A joint UN-EU project on gender-responsive and inclusive political and peace processes is aiming to address chronic women political underrepresentation through a two-phased training programme for 15 women leaders from across Kosovo communities and political backgrounds.
Teuta Hoxha Jahaj, young Kosovo-Albanian activist
Participant and young Kosovo-Albanian activist Teuta Hoxha Jahaj said the project, which began last November and concluded at the end of March, looked at tactics for the women to enhance their ability to influence political and peace processes.
“Women's inclusion in decision-making and peace-building processes is in no way related to their capacities, but to lack of political will,” she said.
“In Kosovo, we are changing that mindset by providing consistency, continuity and positive results. "
The first phase of the project included a five-day course on “Confidence, Influence and Effective Leadership” from the Geneva Centre for Security Policy, which was supplemented by individual one-on-one coaching.

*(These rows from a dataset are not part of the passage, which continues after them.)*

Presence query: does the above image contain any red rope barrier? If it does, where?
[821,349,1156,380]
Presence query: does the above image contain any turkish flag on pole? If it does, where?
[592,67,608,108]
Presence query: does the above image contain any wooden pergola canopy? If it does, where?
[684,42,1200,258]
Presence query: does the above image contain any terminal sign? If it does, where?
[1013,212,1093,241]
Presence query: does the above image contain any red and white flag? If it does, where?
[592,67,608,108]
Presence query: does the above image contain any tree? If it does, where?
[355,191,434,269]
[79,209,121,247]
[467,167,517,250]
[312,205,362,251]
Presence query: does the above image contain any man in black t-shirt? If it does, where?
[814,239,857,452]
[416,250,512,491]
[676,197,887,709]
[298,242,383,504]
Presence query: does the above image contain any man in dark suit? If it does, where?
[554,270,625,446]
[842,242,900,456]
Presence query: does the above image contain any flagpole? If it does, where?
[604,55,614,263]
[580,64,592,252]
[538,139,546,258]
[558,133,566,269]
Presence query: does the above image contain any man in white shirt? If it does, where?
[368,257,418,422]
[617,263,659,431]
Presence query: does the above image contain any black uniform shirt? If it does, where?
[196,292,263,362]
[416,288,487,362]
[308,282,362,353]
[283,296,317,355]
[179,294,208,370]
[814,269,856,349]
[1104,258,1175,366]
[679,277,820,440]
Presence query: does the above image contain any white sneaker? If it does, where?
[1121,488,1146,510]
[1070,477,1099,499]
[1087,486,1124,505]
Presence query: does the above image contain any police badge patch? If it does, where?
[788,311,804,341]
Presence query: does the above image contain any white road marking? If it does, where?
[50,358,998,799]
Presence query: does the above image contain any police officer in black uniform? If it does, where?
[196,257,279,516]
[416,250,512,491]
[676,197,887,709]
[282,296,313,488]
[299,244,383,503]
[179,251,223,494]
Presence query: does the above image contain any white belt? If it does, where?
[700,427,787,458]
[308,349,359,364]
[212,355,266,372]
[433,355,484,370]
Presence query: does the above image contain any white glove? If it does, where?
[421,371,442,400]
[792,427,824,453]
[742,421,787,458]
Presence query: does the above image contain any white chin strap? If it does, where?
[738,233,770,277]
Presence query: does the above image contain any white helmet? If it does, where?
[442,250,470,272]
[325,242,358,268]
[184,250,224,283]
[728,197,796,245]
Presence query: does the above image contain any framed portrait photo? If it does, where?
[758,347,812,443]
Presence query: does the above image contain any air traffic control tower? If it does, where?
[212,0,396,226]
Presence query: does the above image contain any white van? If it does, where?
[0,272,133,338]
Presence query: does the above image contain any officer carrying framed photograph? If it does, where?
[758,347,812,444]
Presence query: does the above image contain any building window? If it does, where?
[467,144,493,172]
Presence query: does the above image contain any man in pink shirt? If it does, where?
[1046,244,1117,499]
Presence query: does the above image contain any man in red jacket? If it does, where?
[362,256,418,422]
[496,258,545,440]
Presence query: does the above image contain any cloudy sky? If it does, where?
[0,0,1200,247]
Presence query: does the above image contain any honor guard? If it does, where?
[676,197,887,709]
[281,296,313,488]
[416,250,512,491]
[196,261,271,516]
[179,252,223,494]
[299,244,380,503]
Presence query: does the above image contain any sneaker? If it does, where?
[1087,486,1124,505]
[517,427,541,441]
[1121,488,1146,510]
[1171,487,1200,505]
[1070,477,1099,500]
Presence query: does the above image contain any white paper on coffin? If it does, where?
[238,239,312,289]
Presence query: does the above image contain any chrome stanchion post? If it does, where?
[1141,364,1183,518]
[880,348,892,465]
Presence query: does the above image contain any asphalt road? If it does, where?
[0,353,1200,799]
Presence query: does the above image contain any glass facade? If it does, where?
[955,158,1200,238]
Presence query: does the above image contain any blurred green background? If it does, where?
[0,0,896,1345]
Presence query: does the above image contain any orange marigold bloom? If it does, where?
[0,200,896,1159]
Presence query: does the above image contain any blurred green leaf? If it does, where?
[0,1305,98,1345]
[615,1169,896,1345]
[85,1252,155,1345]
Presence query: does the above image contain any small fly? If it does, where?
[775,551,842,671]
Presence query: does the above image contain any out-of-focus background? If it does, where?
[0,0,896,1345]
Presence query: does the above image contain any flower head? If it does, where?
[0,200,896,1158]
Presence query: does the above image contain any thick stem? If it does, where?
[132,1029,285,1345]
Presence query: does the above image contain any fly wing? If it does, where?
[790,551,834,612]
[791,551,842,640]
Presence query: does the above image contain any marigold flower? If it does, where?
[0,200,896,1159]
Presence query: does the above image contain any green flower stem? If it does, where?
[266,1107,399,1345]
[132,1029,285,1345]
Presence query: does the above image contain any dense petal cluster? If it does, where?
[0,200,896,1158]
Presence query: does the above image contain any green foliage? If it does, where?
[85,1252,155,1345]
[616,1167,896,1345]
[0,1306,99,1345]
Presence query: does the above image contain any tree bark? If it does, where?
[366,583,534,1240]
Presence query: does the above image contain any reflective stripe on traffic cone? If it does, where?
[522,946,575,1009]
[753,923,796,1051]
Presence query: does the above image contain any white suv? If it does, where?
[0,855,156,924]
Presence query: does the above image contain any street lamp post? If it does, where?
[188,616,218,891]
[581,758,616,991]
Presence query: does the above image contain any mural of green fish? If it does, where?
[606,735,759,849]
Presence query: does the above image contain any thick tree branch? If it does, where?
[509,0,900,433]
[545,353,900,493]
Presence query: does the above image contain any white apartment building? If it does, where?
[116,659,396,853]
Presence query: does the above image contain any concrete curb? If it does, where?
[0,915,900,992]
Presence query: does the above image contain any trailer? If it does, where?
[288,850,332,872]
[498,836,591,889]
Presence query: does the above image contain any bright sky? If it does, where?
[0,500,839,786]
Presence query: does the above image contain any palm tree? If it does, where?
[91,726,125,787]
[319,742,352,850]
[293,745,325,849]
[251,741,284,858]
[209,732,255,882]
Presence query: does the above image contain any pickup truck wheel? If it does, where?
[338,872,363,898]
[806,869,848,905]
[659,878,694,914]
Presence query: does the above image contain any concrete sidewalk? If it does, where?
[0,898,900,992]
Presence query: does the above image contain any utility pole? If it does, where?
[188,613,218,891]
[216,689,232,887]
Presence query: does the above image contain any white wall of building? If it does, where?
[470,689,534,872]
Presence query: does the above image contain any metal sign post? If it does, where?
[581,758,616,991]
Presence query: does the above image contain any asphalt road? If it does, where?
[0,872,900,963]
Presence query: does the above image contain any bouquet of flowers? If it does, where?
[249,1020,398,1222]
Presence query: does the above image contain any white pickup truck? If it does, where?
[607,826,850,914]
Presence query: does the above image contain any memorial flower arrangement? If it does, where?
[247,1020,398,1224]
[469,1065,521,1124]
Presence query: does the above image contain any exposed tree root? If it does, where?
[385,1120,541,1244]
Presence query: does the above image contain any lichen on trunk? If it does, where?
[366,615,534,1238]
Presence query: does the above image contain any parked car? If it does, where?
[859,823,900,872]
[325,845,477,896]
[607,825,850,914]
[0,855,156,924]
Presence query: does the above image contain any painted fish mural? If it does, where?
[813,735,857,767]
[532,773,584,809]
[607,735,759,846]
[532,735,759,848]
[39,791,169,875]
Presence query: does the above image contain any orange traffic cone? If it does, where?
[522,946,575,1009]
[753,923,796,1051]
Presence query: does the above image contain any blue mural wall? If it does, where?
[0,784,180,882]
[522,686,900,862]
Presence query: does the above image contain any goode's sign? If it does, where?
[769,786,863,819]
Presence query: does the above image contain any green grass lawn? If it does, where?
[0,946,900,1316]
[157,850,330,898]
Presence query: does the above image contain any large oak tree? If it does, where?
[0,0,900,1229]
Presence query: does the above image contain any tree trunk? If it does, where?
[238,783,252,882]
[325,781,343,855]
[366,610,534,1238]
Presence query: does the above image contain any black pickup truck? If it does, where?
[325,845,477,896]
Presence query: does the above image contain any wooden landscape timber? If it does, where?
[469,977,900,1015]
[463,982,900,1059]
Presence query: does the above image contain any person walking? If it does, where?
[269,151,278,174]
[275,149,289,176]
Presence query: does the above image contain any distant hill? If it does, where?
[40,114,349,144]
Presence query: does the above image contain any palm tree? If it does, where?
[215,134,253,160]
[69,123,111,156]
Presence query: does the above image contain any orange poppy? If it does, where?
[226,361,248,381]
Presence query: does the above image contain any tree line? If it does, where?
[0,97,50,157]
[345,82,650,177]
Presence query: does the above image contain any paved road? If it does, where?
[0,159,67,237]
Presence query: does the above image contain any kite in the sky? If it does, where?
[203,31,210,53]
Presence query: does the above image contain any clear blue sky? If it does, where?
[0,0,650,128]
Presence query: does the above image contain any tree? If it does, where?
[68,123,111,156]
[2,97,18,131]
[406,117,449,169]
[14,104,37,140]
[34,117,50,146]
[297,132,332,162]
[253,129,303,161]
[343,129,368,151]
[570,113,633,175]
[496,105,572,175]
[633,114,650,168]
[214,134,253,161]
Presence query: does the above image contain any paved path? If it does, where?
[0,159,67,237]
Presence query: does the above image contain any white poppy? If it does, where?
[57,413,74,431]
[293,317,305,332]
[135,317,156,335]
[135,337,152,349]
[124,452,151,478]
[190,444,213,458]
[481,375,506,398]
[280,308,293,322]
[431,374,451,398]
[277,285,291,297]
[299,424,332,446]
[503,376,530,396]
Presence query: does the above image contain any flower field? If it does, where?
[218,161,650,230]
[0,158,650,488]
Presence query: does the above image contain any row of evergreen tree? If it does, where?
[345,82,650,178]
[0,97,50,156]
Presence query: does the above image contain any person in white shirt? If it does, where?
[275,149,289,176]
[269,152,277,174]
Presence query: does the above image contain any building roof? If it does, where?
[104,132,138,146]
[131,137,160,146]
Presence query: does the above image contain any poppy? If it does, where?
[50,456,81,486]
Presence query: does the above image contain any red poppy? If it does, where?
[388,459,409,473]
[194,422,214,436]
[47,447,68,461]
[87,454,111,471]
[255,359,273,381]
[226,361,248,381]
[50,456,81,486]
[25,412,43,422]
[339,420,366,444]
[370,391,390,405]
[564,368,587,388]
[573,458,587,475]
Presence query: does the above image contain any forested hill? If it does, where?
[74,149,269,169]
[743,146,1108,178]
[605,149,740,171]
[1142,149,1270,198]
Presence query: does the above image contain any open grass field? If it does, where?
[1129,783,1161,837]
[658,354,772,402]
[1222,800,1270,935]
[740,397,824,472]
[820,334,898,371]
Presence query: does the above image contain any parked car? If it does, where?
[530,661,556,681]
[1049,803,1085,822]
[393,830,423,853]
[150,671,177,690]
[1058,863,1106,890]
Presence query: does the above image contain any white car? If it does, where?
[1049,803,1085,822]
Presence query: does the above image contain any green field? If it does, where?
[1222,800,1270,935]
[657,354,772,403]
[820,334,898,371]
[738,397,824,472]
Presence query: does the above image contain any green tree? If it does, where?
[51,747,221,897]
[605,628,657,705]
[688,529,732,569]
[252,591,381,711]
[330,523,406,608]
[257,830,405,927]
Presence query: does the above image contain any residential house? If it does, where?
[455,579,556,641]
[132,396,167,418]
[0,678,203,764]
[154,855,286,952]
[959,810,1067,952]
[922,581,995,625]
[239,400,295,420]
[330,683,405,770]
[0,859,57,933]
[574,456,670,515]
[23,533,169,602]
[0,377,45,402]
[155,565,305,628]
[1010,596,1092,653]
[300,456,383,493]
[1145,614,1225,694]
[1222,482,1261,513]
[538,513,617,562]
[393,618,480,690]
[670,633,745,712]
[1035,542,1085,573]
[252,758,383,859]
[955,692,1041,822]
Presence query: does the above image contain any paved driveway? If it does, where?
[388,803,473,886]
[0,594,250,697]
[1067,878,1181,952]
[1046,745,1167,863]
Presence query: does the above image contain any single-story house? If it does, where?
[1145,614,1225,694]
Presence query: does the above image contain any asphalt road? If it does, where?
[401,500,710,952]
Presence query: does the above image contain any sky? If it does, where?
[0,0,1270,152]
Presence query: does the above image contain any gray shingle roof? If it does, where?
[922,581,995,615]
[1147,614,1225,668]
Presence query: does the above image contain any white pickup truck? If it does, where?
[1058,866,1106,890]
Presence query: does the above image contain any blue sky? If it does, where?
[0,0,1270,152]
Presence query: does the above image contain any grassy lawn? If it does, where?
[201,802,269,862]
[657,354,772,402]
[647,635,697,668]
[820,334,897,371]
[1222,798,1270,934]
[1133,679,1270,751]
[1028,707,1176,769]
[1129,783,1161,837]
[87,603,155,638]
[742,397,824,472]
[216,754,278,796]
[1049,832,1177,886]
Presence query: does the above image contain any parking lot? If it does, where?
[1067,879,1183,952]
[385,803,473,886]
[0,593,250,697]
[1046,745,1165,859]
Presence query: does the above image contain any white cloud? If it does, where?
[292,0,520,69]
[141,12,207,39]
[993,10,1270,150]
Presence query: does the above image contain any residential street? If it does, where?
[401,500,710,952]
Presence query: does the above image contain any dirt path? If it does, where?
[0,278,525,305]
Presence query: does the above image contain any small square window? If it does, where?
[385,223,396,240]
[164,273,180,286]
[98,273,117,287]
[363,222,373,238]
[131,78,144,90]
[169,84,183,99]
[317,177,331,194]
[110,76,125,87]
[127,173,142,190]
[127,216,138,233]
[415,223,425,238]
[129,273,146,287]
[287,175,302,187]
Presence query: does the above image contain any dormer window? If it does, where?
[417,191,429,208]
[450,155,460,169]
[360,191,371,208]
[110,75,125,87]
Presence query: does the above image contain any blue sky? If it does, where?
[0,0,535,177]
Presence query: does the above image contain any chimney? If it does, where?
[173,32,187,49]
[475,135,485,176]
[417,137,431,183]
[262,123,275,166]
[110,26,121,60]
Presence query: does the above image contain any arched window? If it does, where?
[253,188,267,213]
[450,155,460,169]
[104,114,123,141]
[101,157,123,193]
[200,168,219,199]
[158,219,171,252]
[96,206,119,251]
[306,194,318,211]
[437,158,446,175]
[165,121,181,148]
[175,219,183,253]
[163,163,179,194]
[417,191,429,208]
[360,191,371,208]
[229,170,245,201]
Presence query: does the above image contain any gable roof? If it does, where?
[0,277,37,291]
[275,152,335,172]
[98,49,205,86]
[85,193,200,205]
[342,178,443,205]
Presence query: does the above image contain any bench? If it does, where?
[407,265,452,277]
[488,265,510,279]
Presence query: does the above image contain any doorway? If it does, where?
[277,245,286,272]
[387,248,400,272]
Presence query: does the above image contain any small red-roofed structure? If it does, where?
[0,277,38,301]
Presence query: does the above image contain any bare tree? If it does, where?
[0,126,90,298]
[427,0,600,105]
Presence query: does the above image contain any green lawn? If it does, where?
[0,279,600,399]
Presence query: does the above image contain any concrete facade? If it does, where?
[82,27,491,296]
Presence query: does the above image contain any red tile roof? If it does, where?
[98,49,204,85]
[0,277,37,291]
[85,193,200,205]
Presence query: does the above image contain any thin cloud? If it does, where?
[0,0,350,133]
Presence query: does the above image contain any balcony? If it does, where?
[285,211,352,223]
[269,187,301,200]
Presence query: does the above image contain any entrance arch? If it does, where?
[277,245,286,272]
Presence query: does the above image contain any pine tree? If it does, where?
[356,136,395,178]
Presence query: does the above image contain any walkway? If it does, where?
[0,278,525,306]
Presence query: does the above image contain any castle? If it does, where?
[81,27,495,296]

During the course, the participants explored tools and techniques to lead themselves and others, practiced public speaking and developed individual plans to reach their goals.
Emilia Redžepi, Former Kosovo Minister of Administration and Local Government
Former Kosovo Minister of Administration and Local Government, Emilia Redžepi, from the Bosniak non-majority community, said Kosovo women had “always been the building blocks of families” – but they had a bigger role to play.
“From today on they must also become the driving force for change across society.”
Danijela Vujicic, former Chief of Cabinet in the Kosovo Ministry for Agriculture and Serbian List member
During the training, former Chief of Cabinet in the Kosovo Ministry for Agriculture and Serbian List member Danijela Vujicic spoke about why it was important to have a greater representation of women in positions of power – not as an end in itself, but as a means to something much more important.
“Our value is not diminished by one's inability to recognize it. We seek freedom more than power and power only because it enables freedom."
Women’s participation in peace processes results in more durable and stable peace. Research shows that when women participate in peace processes, the resulting agreement is 64 percent less likely to fail.
As part of the second phase of the project, participants were able to undertake a visit to Brussels where they interacted and shared experiences with key members of the European Parliament, United Nations representatives and gender equality experts.
The two-day study visit enabled participants to establish contacts and future cooperation in the field of women empowerment and gender equality.
The training programme is now complete, but the women continue to support one another through an informal system.